David is at an odd age where the size of the shunt that should be placed is unknown. A newborn gets a 5mm shunt and it lasts 5-6 months usually. However, when he placed the 5mm shunt the day of the Norwood, David said it was not acceptable and demanded a larger one. His surgeon emphasized that it is better to go too small than too large. Too large sends too much blood to the lungs and sends your heart into heart failure. Being too small is better because your body can easily survive until the next surgery. Now that the stent is holding open David’s shunt, we have to hope that it has not made the shunt too large that his lungs are flooding with blood. They will watch that closely the next few days. I should have asked what happens if it is too large – does he go back to the OR for a smaller shunt? They cannot try to make the shunt smaller because it has been found that just creates clots, which is no good either.
This was a big day for David. Too much excitement for him once again, and he needs his rest. So, he’s going to rest now, and let ECMO fully support him for a couple more days. We hope that he wasn’t without oxygenated blood for too long that it affected his brain (or other organs) or caused a stroke. We’ll find out in time. That was the goal of getting him on ECMO as soon as they could to try to avoid further issues. We’re thankful to his team of doctors and nurses who have been caring for him. The nurse he had all week is going to wonder what in the world happened when she’s back with him on Monday – she was really looking forward to seeing him with his chest closed up. Maybe Monday will feel like Groundhog’s Day for her and he’ll come off ECMO again.
Unbeknownst to me, his night nurse picked up tonight’s shift when he left this morning. We thought he was going to have some well-deserved time off. During David’s first hospital stay, I loved coming in in the morning and hearing about how David was a rockstar for him overnight. Now David has been nothing but trouble. I hope David finally gives him a quiet night. I can’t imagine the shock he received when he arrived to find David still being settled into his room back on ECMO, when he was probably expecting to find him with a closed up chest instead. We just are so thankful for everyone who had helped David during this tumultuous time.
Before David left for his cath, his cardiologist stopped by as she had just gotten word that his chest closure did not go according to plan. While he was in his cath, a chaplain stopped by and prayed with us. Fern came by with her mom and gave us some puppy cuddles which were excellent. We also had another member of David’s single ventricle team stop by. Everyone is rooting for him, and you can definitely feel the support. Maddie our puppy definitely wouldn’t make it as a facility dog – I had to tell her I needed some cuddles tonight because she just wanted to play play play. She eventually settled down to give some love, which is just what we needed tonight.

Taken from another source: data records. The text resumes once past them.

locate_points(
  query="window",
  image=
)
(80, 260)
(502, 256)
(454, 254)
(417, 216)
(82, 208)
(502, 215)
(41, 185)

What a stressful day for everyone. I’m amazed at all you keep track of and that the care team there got David to stable quickly again so that they could slow down and find out what he needed. Hope David can get a rest from procedures and that you all can rest tonight. So glad to hear that the hospital team cares for you too, and that you got some prayer and puppy support time! Praying tonight for David’s rest and healing.
Blessings for a peaceful, restful night for the Tilly family🙏🏻 Prayers of strength and healing for David🙏🏻
Rest now. Know that David is in good hands with the medical staff. Know that we are all continuing to surround you in love and prayers.
Prayers for healing rest for all of you.
Sending our love to all of you!♥️
Sending love and prayers for rest for David and all of you.